Saturday 11 October 2014

PHP: Inspired by Duncan: palindromes via generators

G'day:
My mate Dunc is making a habit of being my muse @ the moment. I guess it's cos we're both learning PHP at the same time, and he's blogging about it as well. This morning he has a new article following his foray into translating his CFML (and Python occasionally) knowledge into PHP: "Project Euler: problem 36 (PHP)".

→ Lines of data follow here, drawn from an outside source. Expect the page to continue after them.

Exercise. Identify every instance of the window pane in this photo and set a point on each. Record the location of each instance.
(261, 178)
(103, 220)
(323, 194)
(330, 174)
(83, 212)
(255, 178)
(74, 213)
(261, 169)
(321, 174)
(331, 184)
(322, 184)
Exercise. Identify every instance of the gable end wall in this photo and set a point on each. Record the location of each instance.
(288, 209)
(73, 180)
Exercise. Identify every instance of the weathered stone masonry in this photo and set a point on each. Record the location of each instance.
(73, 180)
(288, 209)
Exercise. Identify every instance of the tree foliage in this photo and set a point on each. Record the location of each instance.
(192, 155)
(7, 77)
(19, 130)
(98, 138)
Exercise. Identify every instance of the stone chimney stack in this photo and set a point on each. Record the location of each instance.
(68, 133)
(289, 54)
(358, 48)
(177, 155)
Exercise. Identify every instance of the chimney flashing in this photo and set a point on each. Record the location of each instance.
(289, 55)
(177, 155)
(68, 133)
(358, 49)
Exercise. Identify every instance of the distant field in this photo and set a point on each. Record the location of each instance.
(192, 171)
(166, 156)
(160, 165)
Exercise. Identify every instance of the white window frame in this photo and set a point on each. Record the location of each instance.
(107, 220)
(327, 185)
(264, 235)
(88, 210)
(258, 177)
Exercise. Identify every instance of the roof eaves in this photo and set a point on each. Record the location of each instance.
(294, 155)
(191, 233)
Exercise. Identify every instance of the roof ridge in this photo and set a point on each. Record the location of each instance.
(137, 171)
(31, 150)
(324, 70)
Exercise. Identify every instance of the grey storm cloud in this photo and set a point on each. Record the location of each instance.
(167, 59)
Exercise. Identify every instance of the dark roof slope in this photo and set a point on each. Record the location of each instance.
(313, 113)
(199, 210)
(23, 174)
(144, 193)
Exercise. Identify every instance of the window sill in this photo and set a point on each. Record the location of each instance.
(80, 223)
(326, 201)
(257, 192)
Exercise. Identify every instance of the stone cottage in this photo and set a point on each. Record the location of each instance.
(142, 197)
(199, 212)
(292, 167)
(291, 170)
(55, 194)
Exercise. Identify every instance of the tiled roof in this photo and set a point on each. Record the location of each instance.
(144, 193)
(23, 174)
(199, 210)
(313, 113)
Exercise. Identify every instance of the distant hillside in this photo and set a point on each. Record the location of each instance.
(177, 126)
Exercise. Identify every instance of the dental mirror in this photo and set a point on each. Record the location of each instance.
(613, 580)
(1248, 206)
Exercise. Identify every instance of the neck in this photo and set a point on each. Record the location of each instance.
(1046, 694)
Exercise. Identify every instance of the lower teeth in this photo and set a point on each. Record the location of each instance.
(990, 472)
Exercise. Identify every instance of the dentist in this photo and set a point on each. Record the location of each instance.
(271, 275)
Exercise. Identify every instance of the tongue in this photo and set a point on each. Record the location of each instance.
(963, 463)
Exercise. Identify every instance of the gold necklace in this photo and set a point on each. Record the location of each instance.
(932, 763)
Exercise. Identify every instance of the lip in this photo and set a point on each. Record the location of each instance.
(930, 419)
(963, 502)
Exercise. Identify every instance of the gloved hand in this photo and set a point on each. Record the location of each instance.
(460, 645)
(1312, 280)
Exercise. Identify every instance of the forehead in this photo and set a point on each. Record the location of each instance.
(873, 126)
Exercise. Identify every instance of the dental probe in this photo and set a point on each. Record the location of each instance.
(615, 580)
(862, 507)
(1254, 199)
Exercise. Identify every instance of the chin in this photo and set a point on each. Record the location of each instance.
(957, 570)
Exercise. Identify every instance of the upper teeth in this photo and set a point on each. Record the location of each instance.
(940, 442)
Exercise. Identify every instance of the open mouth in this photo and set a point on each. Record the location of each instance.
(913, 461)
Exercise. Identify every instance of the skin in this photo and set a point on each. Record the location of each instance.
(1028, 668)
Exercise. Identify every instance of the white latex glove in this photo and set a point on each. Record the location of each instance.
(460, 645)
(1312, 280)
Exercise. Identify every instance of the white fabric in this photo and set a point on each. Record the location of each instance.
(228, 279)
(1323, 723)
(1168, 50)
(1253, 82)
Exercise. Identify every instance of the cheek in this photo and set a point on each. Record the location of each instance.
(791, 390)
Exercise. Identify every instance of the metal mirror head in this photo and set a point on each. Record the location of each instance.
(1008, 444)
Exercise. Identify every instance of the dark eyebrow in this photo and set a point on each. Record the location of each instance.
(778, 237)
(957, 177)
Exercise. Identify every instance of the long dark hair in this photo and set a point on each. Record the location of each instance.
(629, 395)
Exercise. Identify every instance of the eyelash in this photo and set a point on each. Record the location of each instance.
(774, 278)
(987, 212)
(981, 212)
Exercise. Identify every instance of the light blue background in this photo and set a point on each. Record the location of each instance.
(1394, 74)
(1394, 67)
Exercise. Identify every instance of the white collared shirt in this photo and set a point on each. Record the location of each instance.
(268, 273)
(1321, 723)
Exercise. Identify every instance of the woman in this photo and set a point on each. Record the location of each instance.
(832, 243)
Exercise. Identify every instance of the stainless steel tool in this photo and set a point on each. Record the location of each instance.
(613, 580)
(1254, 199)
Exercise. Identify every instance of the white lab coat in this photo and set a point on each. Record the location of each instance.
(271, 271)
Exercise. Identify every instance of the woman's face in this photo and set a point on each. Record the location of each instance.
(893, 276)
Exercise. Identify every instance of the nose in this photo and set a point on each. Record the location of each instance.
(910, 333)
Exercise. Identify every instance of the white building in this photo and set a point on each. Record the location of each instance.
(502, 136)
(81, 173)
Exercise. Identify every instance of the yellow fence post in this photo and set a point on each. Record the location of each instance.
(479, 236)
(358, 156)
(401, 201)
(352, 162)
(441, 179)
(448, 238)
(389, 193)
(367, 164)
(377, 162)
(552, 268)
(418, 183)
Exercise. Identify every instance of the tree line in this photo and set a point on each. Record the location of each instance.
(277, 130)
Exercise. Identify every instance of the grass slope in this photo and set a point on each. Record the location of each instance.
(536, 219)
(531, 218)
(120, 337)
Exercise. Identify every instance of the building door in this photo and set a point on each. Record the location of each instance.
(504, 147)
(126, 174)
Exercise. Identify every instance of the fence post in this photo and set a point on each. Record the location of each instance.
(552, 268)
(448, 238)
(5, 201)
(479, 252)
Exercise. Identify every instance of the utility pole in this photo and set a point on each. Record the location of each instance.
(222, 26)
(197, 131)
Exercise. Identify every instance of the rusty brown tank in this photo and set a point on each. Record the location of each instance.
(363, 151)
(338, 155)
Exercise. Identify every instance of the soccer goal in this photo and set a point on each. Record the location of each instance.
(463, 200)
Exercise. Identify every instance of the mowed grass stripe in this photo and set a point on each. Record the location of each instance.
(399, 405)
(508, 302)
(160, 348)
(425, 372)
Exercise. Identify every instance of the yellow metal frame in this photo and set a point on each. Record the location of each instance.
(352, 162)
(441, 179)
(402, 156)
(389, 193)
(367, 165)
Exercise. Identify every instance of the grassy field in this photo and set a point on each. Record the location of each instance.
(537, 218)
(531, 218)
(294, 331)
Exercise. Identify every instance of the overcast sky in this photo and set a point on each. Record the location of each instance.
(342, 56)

The Project Euler exercises are just a series of algorithmic problems which one can work through. I'm not signed up to the site, but I guess one can also submit answers or something. I'm just basically following along as Duncan does the hard yards.

Problem 36 is as follows:

The decimal number, 585 = 10010010012 (binary), is palindromic in both bases.

Find the sum of all numbers, less than one million, which are palindromic in base 10 and base 2.

(Please note that the palindromic number, in either base, may not include leading zeros.)

Duncan's taken a fairly brute force approach: looping to 1000000 and cherry-picking the results that are a) decimal palindromes, and then also b) binary ones. He outputs them, and tallies them up. Hopefully he doesn't mind me reproducing his code:

<?php
$sum = 0;

function isPalindrome($x)
{
    return $x == strrev($x);
}

for ($i = 1;$i <= 999999; $i++) {
    if (isPalindrome($i) && isPalindrome(decbin($i))) {
        echo $i . " " . decbin($i) . "<br>";
        $sum += $i;
    }
}

echo $sum;

This solution is short, and it works. So that's a tick in the box.

However I have a real problem with loops that actually don't do anything for most of their iterations. For example here, there's only 19 of the iterations we're interested in: the rest we exclude. So 99.99% - literally! (to two decimal places anyhow) - of that loop is a waste of time.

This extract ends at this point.